Option 5: CPU-Only (Temporary Workaround)

Use case: Testing logic while waiting for GPU support

Current setup (already done):

pip install torch torchvision torchaudio  # CPU version

Performance:

  • STT: ~2-3s (vs 0.3s target)
  • TTS: ~4-5s (vs 0.9s target)
  • Total: ~10-15s (vs 3.5s target)

Acceptable for:

  • Testing conversation flow
  • Debugging bot logic
  • Development (not production)

Immediate (This Week)

  1. Rollback to CPU PyTorch for development:

    pip install torch torchvision torchaudio
    
  2. Focus on non-GPU optimizations:

    • Query routing (Haiku vs Sonnet vs Opus)
    • TTS caching
    • Sentence-level streaming
    • Response filtering
  3. Test bot functionality with CPU (slow but works)
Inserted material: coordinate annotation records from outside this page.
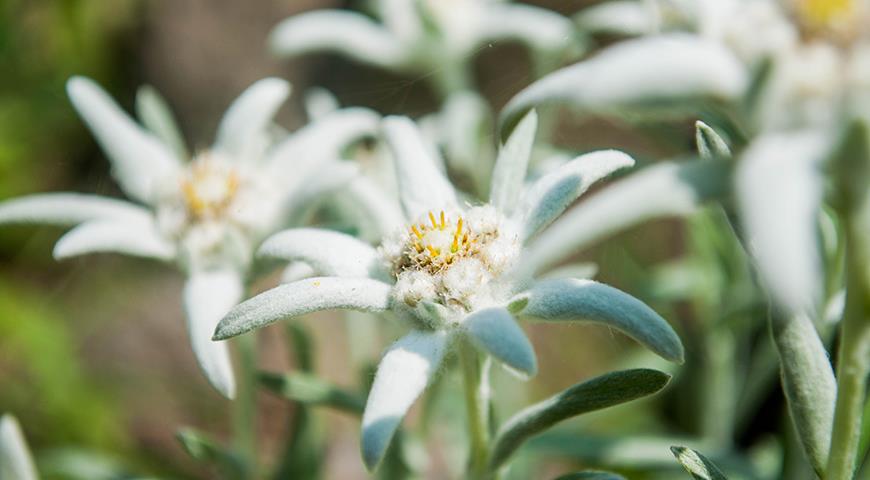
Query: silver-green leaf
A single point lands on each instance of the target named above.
(699, 466)
(595, 394)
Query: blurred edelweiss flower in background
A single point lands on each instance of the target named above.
(452, 273)
(208, 214)
(437, 37)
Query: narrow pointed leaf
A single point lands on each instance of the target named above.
(662, 190)
(779, 187)
(512, 164)
(495, 331)
(646, 73)
(208, 296)
(710, 145)
(350, 34)
(16, 462)
(618, 17)
(139, 160)
(551, 194)
(67, 209)
(154, 113)
(243, 126)
(204, 449)
(539, 28)
(697, 465)
(595, 394)
(139, 239)
(591, 476)
(809, 385)
(404, 372)
(305, 296)
(586, 300)
(422, 186)
(311, 390)
(330, 253)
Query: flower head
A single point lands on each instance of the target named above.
(207, 214)
(453, 271)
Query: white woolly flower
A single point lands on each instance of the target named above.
(454, 271)
(435, 38)
(208, 213)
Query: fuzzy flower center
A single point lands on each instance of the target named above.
(452, 258)
(209, 188)
(436, 244)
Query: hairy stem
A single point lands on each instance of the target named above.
(477, 406)
(245, 404)
(853, 363)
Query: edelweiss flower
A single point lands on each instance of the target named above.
(436, 37)
(451, 272)
(207, 214)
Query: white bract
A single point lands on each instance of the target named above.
(450, 271)
(208, 213)
(429, 37)
(802, 67)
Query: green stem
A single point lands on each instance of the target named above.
(245, 404)
(853, 363)
(477, 406)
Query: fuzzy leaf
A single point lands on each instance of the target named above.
(404, 372)
(512, 164)
(139, 160)
(595, 394)
(809, 385)
(422, 186)
(697, 465)
(305, 296)
(330, 253)
(587, 300)
(551, 194)
(208, 296)
(643, 73)
(350, 34)
(589, 475)
(662, 190)
(311, 390)
(243, 126)
(710, 145)
(779, 186)
(67, 209)
(495, 331)
(157, 117)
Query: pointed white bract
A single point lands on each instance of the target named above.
(139, 160)
(138, 239)
(329, 253)
(67, 209)
(779, 187)
(301, 297)
(16, 462)
(422, 186)
(431, 38)
(404, 372)
(208, 214)
(242, 129)
(208, 296)
(636, 74)
(495, 331)
(451, 273)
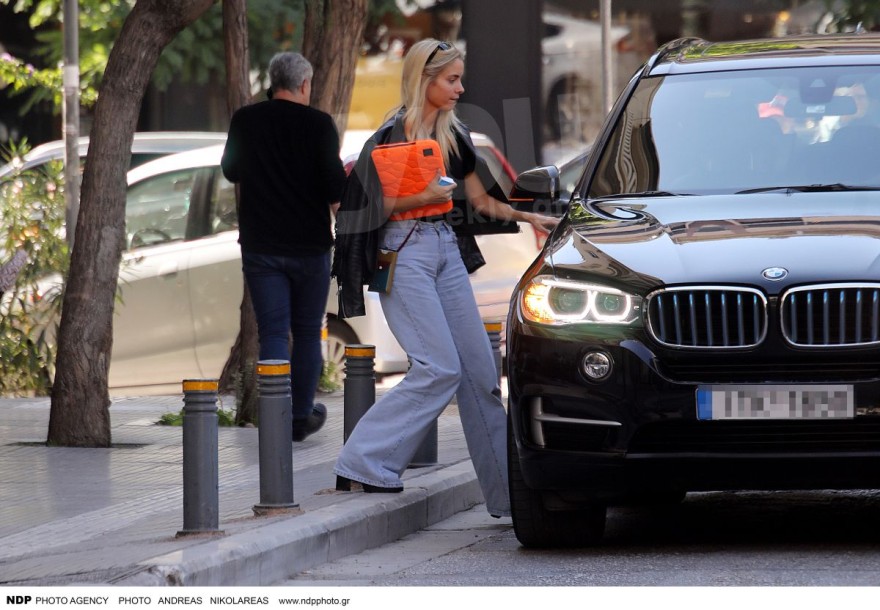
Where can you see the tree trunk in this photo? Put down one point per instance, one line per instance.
(332, 37)
(79, 415)
(239, 375)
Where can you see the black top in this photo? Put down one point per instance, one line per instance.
(286, 157)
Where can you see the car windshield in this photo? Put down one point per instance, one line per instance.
(746, 130)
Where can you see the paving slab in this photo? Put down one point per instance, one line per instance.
(111, 516)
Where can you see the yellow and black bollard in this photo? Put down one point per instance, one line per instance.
(201, 500)
(275, 437)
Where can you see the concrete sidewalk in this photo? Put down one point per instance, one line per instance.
(110, 516)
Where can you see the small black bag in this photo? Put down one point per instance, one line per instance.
(386, 262)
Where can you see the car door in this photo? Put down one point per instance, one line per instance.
(216, 282)
(153, 336)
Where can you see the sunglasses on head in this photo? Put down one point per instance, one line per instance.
(443, 46)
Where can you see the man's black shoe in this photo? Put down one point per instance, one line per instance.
(308, 426)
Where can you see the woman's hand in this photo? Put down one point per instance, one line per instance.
(436, 192)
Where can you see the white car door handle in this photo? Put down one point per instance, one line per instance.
(169, 271)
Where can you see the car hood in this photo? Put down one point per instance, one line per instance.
(722, 239)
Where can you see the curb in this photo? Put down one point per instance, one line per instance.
(273, 553)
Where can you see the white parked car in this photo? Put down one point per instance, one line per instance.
(181, 283)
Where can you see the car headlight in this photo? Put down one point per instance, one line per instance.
(547, 300)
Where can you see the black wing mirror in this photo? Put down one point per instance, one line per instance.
(537, 190)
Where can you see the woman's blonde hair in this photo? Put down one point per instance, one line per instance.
(423, 63)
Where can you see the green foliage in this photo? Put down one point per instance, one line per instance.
(224, 418)
(196, 55)
(330, 377)
(32, 219)
(849, 14)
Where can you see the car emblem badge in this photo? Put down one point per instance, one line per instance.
(774, 273)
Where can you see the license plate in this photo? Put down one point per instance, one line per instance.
(775, 402)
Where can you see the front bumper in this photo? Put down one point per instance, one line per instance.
(638, 430)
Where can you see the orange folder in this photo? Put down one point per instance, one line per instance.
(406, 168)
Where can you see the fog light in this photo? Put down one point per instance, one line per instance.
(596, 365)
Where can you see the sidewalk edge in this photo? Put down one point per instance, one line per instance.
(272, 553)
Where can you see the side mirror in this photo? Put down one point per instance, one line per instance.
(537, 190)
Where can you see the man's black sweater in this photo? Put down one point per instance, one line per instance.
(286, 157)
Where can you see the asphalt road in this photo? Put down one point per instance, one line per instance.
(742, 539)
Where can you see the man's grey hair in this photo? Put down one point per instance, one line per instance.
(289, 71)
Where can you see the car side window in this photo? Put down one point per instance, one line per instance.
(224, 211)
(156, 209)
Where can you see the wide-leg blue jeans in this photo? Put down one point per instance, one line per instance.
(290, 297)
(433, 314)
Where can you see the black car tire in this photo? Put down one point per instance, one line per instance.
(537, 527)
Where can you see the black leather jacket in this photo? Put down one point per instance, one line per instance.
(361, 215)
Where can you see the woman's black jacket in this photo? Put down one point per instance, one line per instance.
(361, 215)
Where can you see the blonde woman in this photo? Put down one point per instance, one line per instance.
(431, 307)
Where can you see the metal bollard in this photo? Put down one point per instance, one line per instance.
(493, 329)
(201, 501)
(358, 386)
(275, 437)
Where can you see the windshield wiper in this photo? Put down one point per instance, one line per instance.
(810, 188)
(640, 195)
Short-term (Next 2-4 Weeks)

  1. 🔄 Monitor PyTorch releases for sm_120 support

  2. 🧪 Evaluate cloud GPU options:

    • Test on RunPod/Vast.ai with RTX 4090
    • Measure actual performance gains
    • Compare cost vs waiting
  3. 📊 Benchmark CPU baseline to quantify GPU improvement later

Long-term (Next 1-3 Months)

  1. Wait for PyTorch sm_120 support

  2. 🚀 Deploy with GPU when support lands

  3. 🔍 Re-evaluate Kani-TTS-2 once GPU works


Current Bot Configuration

For now, use CPU-only mode:

# config.yaml
pipeline:
  stt:
    model_size: "small"  # Smaller = faster on CPU
    device: "cpu"        # Force CPU
    beam_size: 1         # Faster decoding

  tts:
    device: "cpu"        # Force CPU

.env overrides:

PIPELINE__STT__DEVICE=cpu
PIPELINE__STT__MODEL_SIZE=small
PIPELINE__TTS__DEVICE=cpu

When PyTorch Supports sm_120

Test with:

# Uninstall current
pip uninstall torch torchaudio torchvision -y

# Install latest
pip install torch torchvision torchaudio --index-url https://download.pytorch.org/whl/cu124

# Verify
python -c "import torch; print(torch.cuda.is_available()); print(torch.cuda.get_device_name(0))"

# Test computation
python -c "import torch; x=torch.rand(100,100,device='cuda'); print('GPU OK')"

Then update config:

pipeline:
  stt:
    device: "cuda"
    model_size: "medium"  # Can use larger model on GPU
    beam_size: 5          # Better quality

  tts:
    device: "cuda"

Expected improvement:

  • STT: ~2s → ~0.35s (6x faster)
  • TTS: ~4-5s → ~0.9s (5x faster)
  • Total: ~10-15s → ~4s (3x faster, near 3.5s target!)

Resources


Summary: RTX 5090 support is coming, but not here yet. Use CPU mode for development now, monitor for PyTorch updates, or use cloud GPU for testing in the meantime.